Lunar lovers, this is your month. We are getting two Full Moons in August – a regular and a Blue Moon – and both of them will be particularly close to our planet, getting the appellative "super". The first Supermoon is going to be tomorrow, August 1, with the following one on August 30, which will be the Blue Supermoon.
The labels added to the Full Moon are not really useful astronomically and they have always had quite loose definitions. The underlying issue is that we humans like things to be regular and the Moon is almost regular, but not quite. Its orbit is almost circular and you usually have 12 Full Moons in a year. Until you have 13.
That 13th odd-one-out Moon is the Blue Moon, but which of the 13 Full Moons is it? The first definition of it came from Maine Farmer's Almanac's 1937 edition. Given how the phases of the Moon have historically been used to help agriculture, they used it to describe the third Full Moon in a season where there are four.
This definition wouldn’t work this year though – 2023 has 13 Moons but so well arranged that each season has three.
The other very popular definition is the second Full Moon in a calendar month, and it came from a misunderstanding of the original Almanac reference by J.H. Pruitt in a 1946 edition of the American magazine Sky and Telescope.
If that definition seems a bit wishy-washy, let’s get into the concept of Supermoon and its antonym Micromoon. As mentioned above, the Moon’s orbit is slightly off a perfect circle so as the Moon travels around it passes through the closest point – we call it perigee – and a most distant one – apogee.
The average distance between the Earth and the Moon is 384,400 kilometers (238,900 miles), but it can get a couple of tens of thousands of kilometers closer or further. The effect is not incredible, you probably wouldn't notice if you didn’t know, but it is enough for the Moon to look bigger and brighter when it's near its perigee, hence the term Supermoon.

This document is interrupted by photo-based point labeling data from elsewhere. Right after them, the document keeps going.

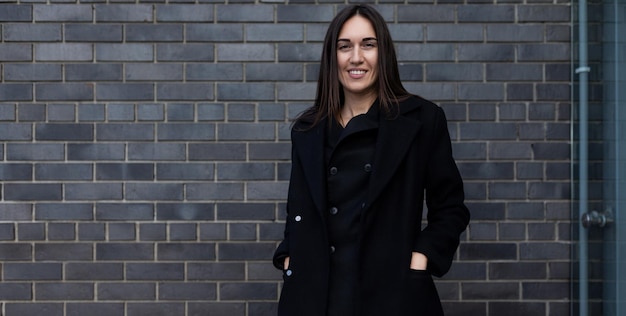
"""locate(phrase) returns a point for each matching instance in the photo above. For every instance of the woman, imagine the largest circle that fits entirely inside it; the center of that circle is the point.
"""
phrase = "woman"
(364, 158)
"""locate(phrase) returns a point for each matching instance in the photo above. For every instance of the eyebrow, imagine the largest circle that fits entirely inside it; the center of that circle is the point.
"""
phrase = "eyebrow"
(364, 39)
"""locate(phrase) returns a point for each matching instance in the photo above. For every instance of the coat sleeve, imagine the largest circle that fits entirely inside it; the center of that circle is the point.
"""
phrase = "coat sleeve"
(282, 251)
(447, 214)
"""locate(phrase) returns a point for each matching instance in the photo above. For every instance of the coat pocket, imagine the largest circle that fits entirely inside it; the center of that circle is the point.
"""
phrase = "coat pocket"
(421, 295)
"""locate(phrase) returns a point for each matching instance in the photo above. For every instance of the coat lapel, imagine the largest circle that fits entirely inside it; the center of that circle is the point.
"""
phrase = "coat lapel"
(394, 139)
(310, 150)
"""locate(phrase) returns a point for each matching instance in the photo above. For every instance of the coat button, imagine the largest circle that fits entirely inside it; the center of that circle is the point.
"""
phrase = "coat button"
(333, 171)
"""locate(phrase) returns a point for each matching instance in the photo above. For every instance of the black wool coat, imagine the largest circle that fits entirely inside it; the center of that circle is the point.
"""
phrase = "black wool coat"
(412, 163)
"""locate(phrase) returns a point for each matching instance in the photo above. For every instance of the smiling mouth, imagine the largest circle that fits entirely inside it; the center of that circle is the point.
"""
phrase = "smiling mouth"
(357, 72)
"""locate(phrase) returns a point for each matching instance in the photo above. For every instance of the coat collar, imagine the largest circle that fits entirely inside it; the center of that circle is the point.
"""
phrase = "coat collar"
(395, 136)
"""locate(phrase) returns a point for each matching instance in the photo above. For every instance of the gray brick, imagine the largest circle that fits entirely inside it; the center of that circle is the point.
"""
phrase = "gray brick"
(186, 211)
(93, 72)
(484, 91)
(15, 13)
(125, 92)
(246, 131)
(124, 52)
(154, 33)
(267, 190)
(275, 32)
(486, 13)
(94, 309)
(296, 91)
(15, 171)
(63, 52)
(63, 252)
(16, 92)
(62, 13)
(185, 52)
(32, 32)
(180, 112)
(184, 91)
(214, 191)
(454, 32)
(486, 52)
(96, 151)
(516, 72)
(182, 232)
(16, 292)
(91, 232)
(185, 171)
(214, 72)
(154, 191)
(543, 13)
(150, 112)
(186, 131)
(186, 251)
(154, 72)
(15, 51)
(126, 291)
(245, 171)
(184, 13)
(247, 291)
(543, 52)
(454, 72)
(61, 112)
(64, 92)
(241, 112)
(217, 151)
(154, 271)
(62, 131)
(425, 52)
(124, 131)
(49, 309)
(296, 52)
(156, 151)
(47, 172)
(121, 231)
(155, 309)
(245, 13)
(271, 112)
(93, 33)
(304, 13)
(63, 211)
(124, 251)
(426, 13)
(515, 33)
(33, 191)
(214, 33)
(32, 271)
(187, 291)
(124, 212)
(242, 231)
(14, 252)
(123, 13)
(247, 211)
(245, 52)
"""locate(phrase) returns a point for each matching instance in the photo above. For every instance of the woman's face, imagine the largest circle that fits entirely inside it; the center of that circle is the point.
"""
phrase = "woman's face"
(357, 57)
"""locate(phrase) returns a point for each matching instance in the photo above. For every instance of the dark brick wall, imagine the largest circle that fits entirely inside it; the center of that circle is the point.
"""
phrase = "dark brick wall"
(144, 151)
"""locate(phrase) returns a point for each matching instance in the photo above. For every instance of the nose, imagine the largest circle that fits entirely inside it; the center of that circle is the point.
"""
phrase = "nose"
(357, 55)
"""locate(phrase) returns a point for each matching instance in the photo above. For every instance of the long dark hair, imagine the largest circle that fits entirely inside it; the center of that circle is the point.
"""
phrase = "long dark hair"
(329, 98)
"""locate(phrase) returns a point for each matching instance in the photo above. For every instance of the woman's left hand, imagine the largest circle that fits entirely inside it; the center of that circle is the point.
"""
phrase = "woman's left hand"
(418, 261)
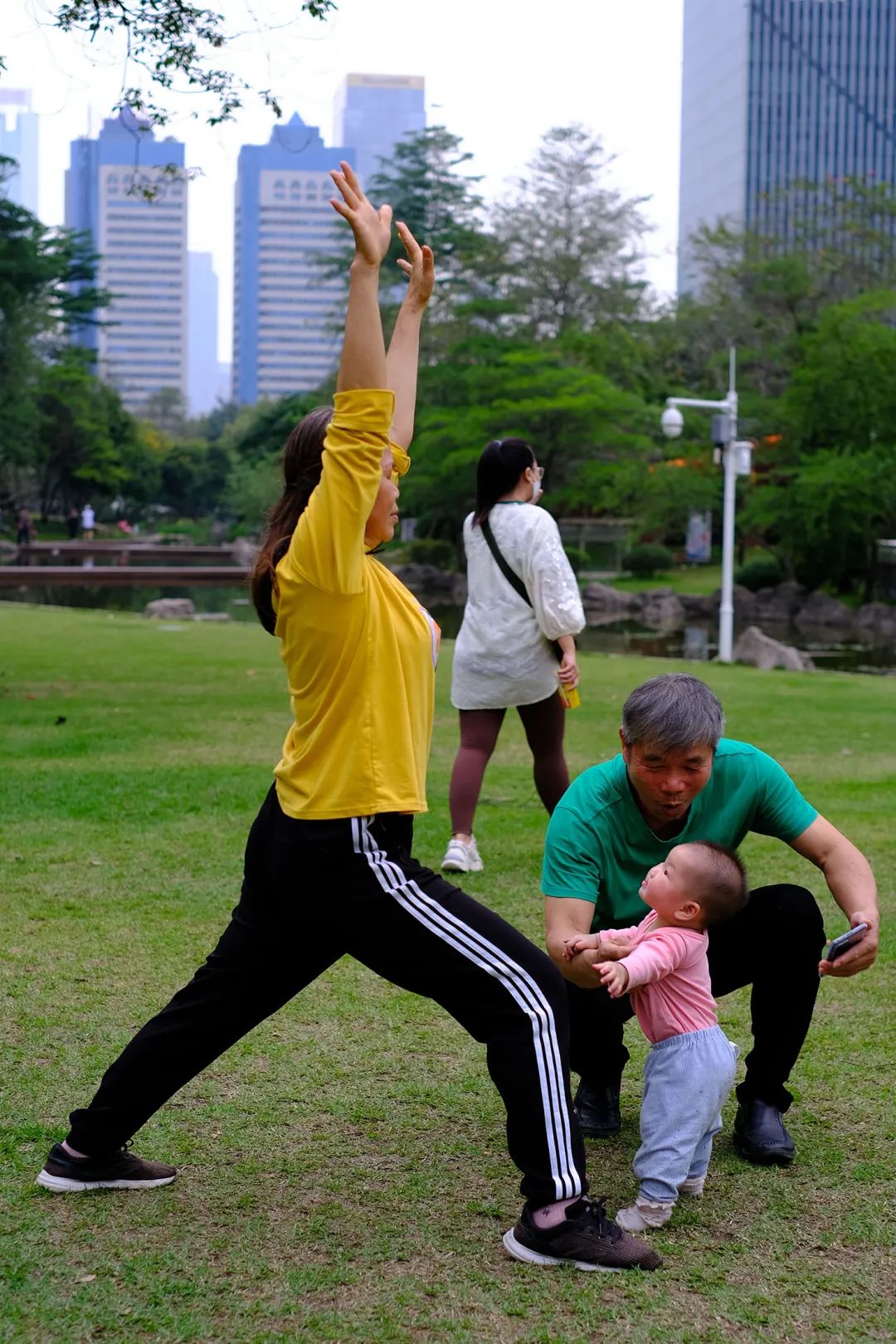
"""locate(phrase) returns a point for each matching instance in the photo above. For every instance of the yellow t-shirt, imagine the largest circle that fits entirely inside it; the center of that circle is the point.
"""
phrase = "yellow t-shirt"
(359, 648)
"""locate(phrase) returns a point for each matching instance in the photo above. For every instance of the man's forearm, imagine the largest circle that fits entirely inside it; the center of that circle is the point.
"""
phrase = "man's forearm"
(401, 368)
(850, 880)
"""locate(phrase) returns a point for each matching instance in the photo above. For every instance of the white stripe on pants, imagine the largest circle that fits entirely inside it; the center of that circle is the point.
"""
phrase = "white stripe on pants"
(516, 980)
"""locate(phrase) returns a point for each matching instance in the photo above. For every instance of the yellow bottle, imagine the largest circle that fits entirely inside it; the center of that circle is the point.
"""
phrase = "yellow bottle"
(570, 698)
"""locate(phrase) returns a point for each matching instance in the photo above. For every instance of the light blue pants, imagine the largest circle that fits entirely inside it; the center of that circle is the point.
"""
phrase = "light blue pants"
(685, 1083)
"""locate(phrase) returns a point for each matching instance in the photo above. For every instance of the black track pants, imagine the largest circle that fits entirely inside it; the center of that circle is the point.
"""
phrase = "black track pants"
(774, 947)
(316, 890)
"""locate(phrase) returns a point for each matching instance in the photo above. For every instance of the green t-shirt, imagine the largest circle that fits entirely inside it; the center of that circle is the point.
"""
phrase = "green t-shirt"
(599, 847)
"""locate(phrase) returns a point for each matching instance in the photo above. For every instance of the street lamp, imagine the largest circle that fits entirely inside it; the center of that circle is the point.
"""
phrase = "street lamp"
(735, 457)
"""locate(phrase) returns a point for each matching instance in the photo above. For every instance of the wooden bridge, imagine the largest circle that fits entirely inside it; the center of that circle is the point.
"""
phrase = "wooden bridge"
(121, 576)
(123, 563)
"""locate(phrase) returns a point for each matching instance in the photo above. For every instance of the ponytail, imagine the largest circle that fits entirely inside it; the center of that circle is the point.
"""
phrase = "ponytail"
(303, 465)
(497, 472)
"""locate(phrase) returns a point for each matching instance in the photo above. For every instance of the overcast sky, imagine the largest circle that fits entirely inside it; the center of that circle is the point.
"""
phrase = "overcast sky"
(499, 73)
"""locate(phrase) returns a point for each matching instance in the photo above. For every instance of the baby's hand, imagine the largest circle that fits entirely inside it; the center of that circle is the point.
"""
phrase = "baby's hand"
(613, 949)
(582, 942)
(614, 976)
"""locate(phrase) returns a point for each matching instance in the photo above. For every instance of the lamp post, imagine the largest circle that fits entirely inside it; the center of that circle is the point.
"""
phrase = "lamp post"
(735, 457)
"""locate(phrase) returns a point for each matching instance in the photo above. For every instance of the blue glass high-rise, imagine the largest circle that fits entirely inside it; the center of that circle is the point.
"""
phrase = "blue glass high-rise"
(777, 93)
(373, 113)
(285, 339)
(128, 191)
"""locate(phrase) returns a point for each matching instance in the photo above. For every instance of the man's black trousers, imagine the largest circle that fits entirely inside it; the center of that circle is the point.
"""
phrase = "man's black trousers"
(774, 945)
(316, 890)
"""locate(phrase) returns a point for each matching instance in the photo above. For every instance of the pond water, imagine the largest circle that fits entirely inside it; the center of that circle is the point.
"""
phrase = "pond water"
(696, 641)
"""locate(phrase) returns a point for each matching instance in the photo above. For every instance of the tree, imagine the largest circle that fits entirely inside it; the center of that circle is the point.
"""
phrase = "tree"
(844, 392)
(175, 43)
(47, 292)
(80, 431)
(168, 410)
(570, 244)
(825, 516)
(429, 188)
(592, 438)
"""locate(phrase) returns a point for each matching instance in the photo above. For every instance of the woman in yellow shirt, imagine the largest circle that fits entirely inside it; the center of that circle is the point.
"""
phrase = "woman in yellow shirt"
(328, 863)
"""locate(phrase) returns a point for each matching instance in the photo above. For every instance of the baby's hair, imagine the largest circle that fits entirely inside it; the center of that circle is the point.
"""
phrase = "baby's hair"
(723, 890)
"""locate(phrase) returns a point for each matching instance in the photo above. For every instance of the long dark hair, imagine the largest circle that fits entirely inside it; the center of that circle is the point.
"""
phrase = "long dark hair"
(497, 472)
(303, 463)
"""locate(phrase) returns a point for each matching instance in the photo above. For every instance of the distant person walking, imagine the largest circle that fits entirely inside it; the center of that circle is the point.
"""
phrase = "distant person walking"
(24, 537)
(503, 656)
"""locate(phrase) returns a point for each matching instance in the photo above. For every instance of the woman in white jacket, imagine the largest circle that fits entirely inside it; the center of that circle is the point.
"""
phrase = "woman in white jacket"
(503, 656)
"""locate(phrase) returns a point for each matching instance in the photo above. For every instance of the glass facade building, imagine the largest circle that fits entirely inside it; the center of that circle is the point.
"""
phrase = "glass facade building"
(777, 93)
(373, 113)
(284, 304)
(19, 141)
(127, 190)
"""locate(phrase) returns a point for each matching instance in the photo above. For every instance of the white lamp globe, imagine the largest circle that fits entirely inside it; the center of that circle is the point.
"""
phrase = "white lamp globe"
(672, 422)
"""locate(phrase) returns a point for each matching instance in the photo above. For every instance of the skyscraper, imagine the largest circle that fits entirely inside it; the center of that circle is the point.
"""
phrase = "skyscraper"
(778, 93)
(285, 309)
(373, 113)
(203, 370)
(143, 246)
(19, 141)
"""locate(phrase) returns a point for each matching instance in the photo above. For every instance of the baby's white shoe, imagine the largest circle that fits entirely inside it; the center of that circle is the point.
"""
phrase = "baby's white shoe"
(644, 1214)
(462, 856)
(694, 1186)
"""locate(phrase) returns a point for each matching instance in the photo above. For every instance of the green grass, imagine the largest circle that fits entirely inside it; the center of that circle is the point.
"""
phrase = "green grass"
(343, 1172)
(702, 580)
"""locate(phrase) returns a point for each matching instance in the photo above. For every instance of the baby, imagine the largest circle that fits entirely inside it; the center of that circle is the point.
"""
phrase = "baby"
(691, 1066)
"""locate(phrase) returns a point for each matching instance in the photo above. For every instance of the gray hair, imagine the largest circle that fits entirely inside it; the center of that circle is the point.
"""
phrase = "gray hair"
(674, 711)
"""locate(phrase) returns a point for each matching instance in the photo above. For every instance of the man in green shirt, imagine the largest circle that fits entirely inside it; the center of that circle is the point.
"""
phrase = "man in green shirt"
(679, 780)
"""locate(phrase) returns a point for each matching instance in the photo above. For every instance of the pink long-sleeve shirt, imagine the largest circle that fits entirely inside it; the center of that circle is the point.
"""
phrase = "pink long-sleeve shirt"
(668, 977)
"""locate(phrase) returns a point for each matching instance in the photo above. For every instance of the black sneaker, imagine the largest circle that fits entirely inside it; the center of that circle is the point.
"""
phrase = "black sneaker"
(119, 1171)
(761, 1135)
(597, 1107)
(586, 1239)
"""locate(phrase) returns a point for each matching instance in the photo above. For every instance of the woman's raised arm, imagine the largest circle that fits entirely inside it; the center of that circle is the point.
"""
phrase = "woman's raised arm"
(363, 363)
(405, 347)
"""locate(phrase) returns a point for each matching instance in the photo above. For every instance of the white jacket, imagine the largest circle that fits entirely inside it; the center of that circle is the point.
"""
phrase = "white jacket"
(501, 656)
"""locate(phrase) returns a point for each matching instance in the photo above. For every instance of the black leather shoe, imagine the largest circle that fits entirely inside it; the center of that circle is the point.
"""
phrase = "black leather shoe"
(597, 1107)
(761, 1135)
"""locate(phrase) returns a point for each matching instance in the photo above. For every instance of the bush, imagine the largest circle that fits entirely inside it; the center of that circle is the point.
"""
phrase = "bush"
(430, 550)
(765, 572)
(644, 561)
(578, 557)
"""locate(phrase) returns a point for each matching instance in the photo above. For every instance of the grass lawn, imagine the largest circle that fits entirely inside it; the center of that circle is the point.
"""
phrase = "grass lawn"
(343, 1172)
(702, 580)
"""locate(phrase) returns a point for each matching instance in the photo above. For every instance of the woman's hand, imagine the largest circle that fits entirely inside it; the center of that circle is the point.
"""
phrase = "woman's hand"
(419, 269)
(373, 227)
(568, 671)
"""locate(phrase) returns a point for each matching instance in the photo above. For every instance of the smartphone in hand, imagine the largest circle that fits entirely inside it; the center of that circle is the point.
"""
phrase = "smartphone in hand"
(846, 940)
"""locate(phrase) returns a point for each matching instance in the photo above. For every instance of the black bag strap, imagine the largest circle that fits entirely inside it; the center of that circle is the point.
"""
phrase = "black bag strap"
(514, 580)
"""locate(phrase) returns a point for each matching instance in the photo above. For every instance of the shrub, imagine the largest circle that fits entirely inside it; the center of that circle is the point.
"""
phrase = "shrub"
(644, 561)
(430, 550)
(765, 572)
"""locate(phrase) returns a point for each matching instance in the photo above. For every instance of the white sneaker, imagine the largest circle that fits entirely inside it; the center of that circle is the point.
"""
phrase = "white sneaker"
(462, 856)
(694, 1186)
(642, 1215)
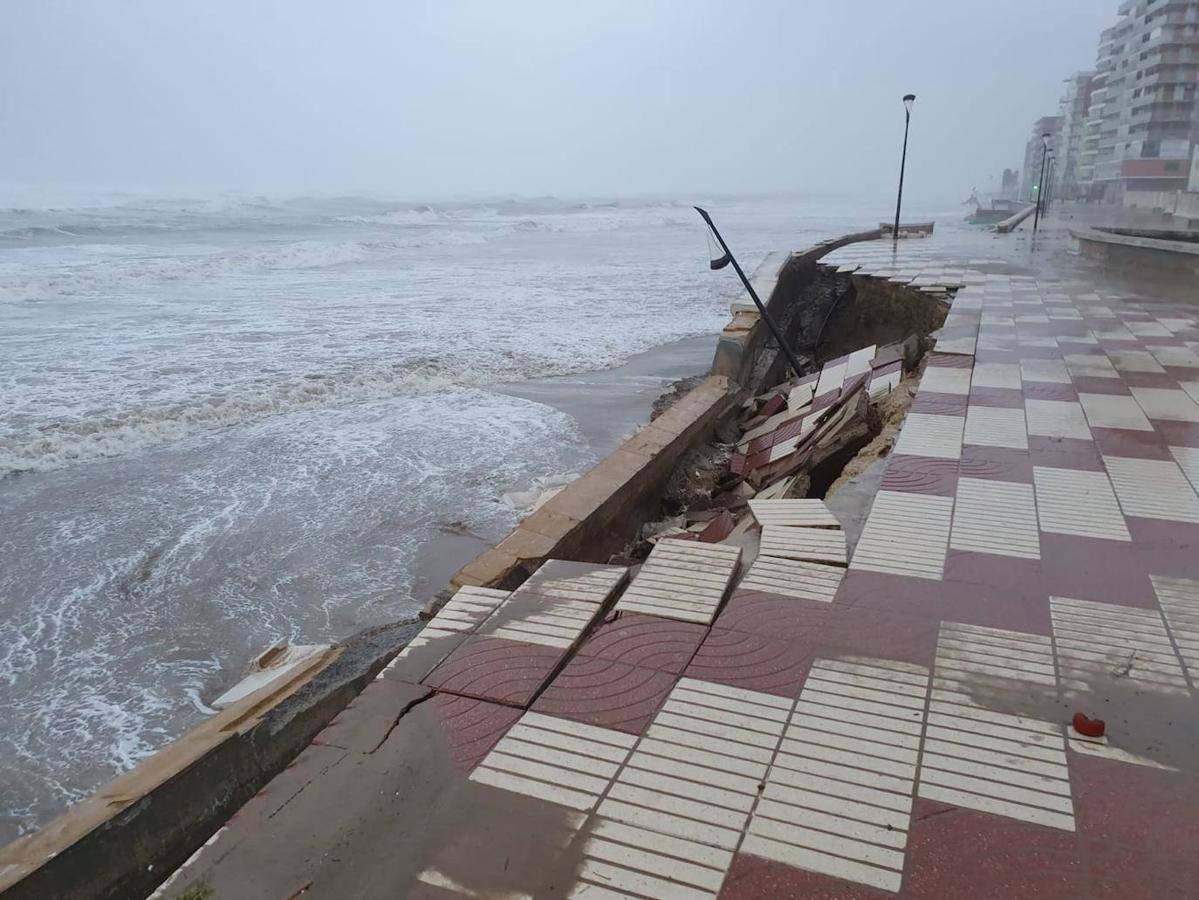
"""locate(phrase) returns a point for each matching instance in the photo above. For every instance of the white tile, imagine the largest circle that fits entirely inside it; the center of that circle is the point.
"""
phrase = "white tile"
(1152, 489)
(811, 544)
(1114, 411)
(905, 535)
(992, 517)
(794, 578)
(1053, 370)
(686, 778)
(568, 765)
(883, 385)
(794, 513)
(860, 361)
(996, 374)
(982, 759)
(1148, 330)
(684, 580)
(1134, 361)
(1188, 461)
(1098, 642)
(927, 435)
(964, 346)
(1167, 404)
(829, 803)
(966, 653)
(1078, 502)
(995, 427)
(1056, 418)
(1179, 356)
(832, 375)
(945, 380)
(1090, 366)
(1179, 599)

There are three or four Supermoons per year, all in a row. This is due, once again, to the lack of a formal definition. Astrophysicist Fred Espenak defined it as a Full Moon that occurs when the Moon is within 90 percent of its closest approach to Earth.
Tomorrow’s Full Moon will be 357,530 kilometers (222,159 miles) away from the Earth. At the end of the month, the Blue Moon will be closer by about 200 kilometers (120 miles). If you want to capture it with a smartphone follow these tricks.
If the weather for you is overcast, you can still watch the spectacle online. Our friends at the Virtual Telescope Project have a webcast with the Full Moon rising over the Colosseum in Rome.